Misalnya, ijtihad yang dilakukan Syaikh Muhammad al-Ghazali bahwa orang
yang bekerja dengan penghasilan yang melebihi petani wajib mengeluarkan
zakat penghasilannya. Ini berarti, zakatnya gaji diqiyaskan dengan zakatnya
pertanian.



إن مَنْ دَخْلُهُ لَا يَقِلُّ عَنْ دَخْلِ الْفَلَّاحِ الَّذِي تَجِبُ
عَلَيْهِ الزَّكَاةُ يَجِبُ أَنْ يُخْرِجَ زَكَاةً؛ فَالطَّبِيْبُ،
وَالْمَحَامِي، وَالْمُهَنْدِسُ، وَالصَّانِعُ، وَطَوَائِفُ الْمُحْتَرِفِيْنَ
وَالْمُوَظَّفِيْنَ وَأَشْبَاهُهُمْ تَجِبُ عَلَيْهِمُ الزَّكَاةُ، وَلَابُدَّ
أَنْ تُخْرَجَ مِنْ دَخْلِهِمْ الكَبِيْرِ --محمد الغزالي، الإسلام وأوضاعنا
الإقتصادية، مصر-دار النهضة، الطبعة الأولى، ج، 1، ص. 118



“Sesungguhnya orang yang pemasukkannya tidak kurang dari petani yang
diwajibkan zakat, maka ia wajib mengeluarkan zakat. Karenanya, dokter,
pengacara, insinyur, pengrajin, para pekerja professional, karyawan, dan
sejenisnya, wajib zakat atas mereka. Dan zakatnya harus dikeluarkan dari
pendapatan mereka yang besar”. (Muhammad al-Ghazali, al-Islam wa Audla’una
al-Iqtishadiyyah)


Pandangan ini setidaknya didasari atas dua alasan. Pertama adalah keumumam
firman Allah swt:


يَا أَيُّهَا الَّذِينَ آمَنُواْ أَنفِقُواْ مِن طَيِّبَاتِ مَا كَسَبْتُمْ --
البقرة:267



“Hai orang-orang yang beriman nafkahkanlah (di jalan Allah) sebagian dari
hasil usahamu yang baik-baik” (Q.S. Al-Baqarah [2]: 267)

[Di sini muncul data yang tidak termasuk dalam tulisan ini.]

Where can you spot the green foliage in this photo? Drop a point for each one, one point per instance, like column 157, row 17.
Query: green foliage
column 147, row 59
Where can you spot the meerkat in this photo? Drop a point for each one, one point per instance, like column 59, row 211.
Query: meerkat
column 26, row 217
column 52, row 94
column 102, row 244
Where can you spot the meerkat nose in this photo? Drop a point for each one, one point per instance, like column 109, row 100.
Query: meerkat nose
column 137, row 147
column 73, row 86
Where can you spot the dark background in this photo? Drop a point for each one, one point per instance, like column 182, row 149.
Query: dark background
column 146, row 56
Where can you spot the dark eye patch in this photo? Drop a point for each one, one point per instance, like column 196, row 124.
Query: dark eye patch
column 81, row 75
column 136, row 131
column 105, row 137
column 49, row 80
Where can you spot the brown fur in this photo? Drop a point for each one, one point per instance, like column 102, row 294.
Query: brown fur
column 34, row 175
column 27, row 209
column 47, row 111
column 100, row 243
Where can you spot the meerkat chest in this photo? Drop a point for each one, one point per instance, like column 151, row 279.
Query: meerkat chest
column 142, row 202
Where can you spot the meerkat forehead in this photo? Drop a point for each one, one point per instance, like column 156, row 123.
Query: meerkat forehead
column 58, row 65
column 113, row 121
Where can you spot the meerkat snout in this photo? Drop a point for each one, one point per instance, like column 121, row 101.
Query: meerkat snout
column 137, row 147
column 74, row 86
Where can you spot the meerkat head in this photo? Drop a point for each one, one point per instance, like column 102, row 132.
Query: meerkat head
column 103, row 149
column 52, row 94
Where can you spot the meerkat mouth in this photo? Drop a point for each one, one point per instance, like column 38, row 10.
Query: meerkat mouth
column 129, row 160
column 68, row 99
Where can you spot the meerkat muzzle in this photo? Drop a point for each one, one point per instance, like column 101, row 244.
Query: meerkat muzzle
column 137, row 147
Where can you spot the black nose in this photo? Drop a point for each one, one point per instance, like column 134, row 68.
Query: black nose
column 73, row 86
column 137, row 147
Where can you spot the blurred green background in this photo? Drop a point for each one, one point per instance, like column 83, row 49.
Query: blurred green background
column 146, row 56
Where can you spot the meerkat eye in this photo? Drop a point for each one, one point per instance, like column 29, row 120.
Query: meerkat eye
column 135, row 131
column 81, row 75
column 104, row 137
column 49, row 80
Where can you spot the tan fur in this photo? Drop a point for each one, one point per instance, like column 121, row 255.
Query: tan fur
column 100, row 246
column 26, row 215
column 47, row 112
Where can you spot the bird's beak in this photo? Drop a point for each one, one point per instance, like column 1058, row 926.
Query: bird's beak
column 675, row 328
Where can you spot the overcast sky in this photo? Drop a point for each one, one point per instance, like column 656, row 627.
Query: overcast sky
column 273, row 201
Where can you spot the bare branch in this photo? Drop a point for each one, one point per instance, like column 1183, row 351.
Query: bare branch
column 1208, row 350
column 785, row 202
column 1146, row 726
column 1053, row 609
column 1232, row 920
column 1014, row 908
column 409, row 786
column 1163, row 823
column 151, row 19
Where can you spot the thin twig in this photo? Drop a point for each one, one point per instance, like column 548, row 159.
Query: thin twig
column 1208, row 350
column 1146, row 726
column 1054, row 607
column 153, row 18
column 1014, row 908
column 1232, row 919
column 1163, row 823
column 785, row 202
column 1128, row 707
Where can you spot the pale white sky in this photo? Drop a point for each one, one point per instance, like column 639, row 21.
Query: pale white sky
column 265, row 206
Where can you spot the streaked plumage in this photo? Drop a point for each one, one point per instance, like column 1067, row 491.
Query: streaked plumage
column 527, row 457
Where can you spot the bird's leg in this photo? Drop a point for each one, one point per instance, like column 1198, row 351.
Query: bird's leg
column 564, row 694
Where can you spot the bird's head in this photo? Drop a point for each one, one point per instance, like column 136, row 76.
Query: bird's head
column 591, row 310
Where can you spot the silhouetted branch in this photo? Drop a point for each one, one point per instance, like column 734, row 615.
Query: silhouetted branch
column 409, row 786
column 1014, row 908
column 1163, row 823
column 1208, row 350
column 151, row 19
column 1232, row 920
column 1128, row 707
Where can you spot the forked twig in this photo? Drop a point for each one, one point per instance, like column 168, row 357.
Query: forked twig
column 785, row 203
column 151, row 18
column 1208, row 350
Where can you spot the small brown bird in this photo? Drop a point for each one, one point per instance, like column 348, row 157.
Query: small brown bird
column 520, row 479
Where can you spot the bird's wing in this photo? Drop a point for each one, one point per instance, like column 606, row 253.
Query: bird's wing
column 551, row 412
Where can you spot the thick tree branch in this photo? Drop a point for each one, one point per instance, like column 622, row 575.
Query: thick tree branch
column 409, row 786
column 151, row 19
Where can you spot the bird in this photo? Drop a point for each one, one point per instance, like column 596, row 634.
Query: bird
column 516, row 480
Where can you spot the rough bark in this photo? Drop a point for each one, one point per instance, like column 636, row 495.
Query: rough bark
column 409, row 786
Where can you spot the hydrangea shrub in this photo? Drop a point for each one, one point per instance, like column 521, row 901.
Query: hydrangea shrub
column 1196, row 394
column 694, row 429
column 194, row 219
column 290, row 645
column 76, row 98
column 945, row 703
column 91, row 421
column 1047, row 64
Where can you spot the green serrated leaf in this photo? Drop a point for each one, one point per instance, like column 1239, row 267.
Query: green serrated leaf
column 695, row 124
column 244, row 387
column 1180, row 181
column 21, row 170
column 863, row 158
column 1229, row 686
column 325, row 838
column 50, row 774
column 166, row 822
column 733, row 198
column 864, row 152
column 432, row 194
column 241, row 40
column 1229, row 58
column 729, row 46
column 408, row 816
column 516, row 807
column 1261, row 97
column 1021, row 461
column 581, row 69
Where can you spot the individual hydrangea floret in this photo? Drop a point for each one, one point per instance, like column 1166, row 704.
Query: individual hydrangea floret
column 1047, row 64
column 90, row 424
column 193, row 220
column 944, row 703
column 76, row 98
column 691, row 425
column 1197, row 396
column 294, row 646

Kedua, secara rasional, Islam telah mewajibkan zakat atas petani. Jika
petani saja yang penghasilannya lebih rendah dari mereka diwajibkan zakat,
apalagi mereka yang penghasilannya lebih tinggi dari petani.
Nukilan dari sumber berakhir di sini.